Objects initialized from the types we defined will look like this:

MyMatrix33f a;
MyVector3f v;
MyMatrix m(10,15);

To put some values into these objects, we can use several approaches. We can use special predefined initialization functions, as follows:

a = MyMatrix33f::Zero(); // fill matrix elements with zeros
a = MyMatrix33f::Identity(); // fill matrix as Identity matrix
v = MyVector3f::Random(); // fill matrix elements with random values

We can use the comma-initializer syntax, as follows:

a << 1,2,3,
     4,5,6,
     7,8,9;

This code construction initializes the matrix values in the following way:

We can use direct element access to set or change matrix coefficients. The following code sample shows how to use the () operator for such an operation:

a(0,0) = 3;

We can use the object of the Map type to wrap an existent C++ array or vector in the Matrix type object. This kind of mapping object will use memory and values from the underlying object, and will not allocate the additional memory and copy the values. The following snippet shows how to use the Map type:

int data[] = {1,2,3,4};
Eigen::Map<Eigen::RowVectorxi> v(data,4);
std::vector<float> data = {1,2,3,4,5,6,7,8,9};
Eigen::Map<MyMatrix33f> a(data.data());

We can use initialized matrix objects in mathematical operations. Matrix and vector arithmetic operations in the Eigen library are offered either through overloads of standard C++ arithmetic operators such as +, -, *, or through methods such as dot() and cross(). The following code sample shows how to express general math operations in Eigen:

using namespace Eigen;   
auto a = Matrix2d::Random();
auto b = Matrix2d::Random();
auto result = a + b;
result = a.array() * b.array(); // element wise multiplication
result = a.array() / b.array();
a += b;
result = a * b; // matrix multiplication
//Also it’s possible to use scalars:
a = b.array() * 4;

Notice that in Eigen, arithmetic operators such as operator+ do not perform any computation by themselves. These operators return an expression object, which describes what computation to perform. The actual computation happens later when the whole expression is evaluated, typically in the operator= arithmetic operator. It can lead to some strange behaviors, primarily if a developer uses the auto keyword too frequently.

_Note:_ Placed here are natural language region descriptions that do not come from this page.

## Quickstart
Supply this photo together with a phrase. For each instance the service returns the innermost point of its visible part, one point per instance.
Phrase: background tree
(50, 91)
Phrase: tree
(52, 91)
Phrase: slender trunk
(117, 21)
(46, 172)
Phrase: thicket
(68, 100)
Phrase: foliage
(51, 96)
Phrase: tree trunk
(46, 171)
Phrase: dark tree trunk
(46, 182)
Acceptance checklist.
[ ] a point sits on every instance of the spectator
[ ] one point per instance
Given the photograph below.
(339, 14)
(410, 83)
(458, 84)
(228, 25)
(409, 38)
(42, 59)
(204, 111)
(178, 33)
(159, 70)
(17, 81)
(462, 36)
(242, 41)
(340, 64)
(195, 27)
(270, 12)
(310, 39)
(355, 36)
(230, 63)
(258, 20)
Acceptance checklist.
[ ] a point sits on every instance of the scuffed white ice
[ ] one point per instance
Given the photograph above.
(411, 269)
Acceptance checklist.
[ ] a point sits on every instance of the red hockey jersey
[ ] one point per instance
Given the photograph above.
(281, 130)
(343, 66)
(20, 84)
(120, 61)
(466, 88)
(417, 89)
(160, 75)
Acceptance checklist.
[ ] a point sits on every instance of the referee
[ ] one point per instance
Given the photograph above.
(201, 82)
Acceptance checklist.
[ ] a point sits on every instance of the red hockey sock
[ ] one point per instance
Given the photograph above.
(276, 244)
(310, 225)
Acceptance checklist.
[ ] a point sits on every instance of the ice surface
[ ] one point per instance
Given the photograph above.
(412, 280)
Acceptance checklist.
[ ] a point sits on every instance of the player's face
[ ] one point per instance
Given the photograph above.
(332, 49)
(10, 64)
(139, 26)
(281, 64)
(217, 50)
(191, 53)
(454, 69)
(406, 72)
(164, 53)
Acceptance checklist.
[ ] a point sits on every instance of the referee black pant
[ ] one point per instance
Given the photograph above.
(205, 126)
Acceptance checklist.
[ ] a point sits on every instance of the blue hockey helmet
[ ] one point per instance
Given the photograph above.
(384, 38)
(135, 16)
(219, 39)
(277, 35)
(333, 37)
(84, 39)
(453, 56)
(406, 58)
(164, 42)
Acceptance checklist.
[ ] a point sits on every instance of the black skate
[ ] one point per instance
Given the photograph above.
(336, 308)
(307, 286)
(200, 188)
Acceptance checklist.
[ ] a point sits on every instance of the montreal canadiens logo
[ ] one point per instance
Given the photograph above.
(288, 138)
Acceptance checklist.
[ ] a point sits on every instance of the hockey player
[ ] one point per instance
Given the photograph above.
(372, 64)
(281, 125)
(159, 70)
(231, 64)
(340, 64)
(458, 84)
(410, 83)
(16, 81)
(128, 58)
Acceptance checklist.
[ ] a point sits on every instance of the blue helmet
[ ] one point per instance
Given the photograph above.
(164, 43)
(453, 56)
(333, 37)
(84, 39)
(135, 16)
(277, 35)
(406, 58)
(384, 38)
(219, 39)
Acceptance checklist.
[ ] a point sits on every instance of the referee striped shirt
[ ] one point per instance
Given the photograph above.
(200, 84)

Sometimes, we need to perform operations only on a part of the matrix. For this purpose, Eigen provides the block method, which takes four parameters: i,j,p,q. These parameters are the block size p,q and the starting point i,j. The following code shows how to use this method:

Eigen::Matrixxf m(4,4);
Eigen::Matrix2f b = m.block(1,1,2,2); // copying the middle part of matrix
m.block(1,1,2,2) *= 4; // change values in original matrix

There are two more methods to access rows and columns by index, which are also a type of block operation. The following snippet shows how to use the col and the row methods:

m.row(1).array() += 3;
m.col(2).array() /= 4;

Another important feature of linear algebra libraries is broadcasting, and Eigen supports this with the colwise and rowwise methods. Broadcasting can be interpreted as a matrix by replicating it in one direction. Take a look at the following example of how to add a vector to each column of the matrix:

Eigen::Matrixxf mat(2,4);
Eigen::Vectorxf v(2); // column vector
mat.colwise() += v;

This operation has the following result: .

Using xtensor

The xtensor library is a C++ library for numerical analysis with multidimensional array expressions. Containers of xtensor are inspired by NumPy, the Python array programming library. ML algorithms are mainly described using Python and NumPy, so this library can make it easier to move them to C++. The following container classes implement multidimensional arrays in the xtensor library.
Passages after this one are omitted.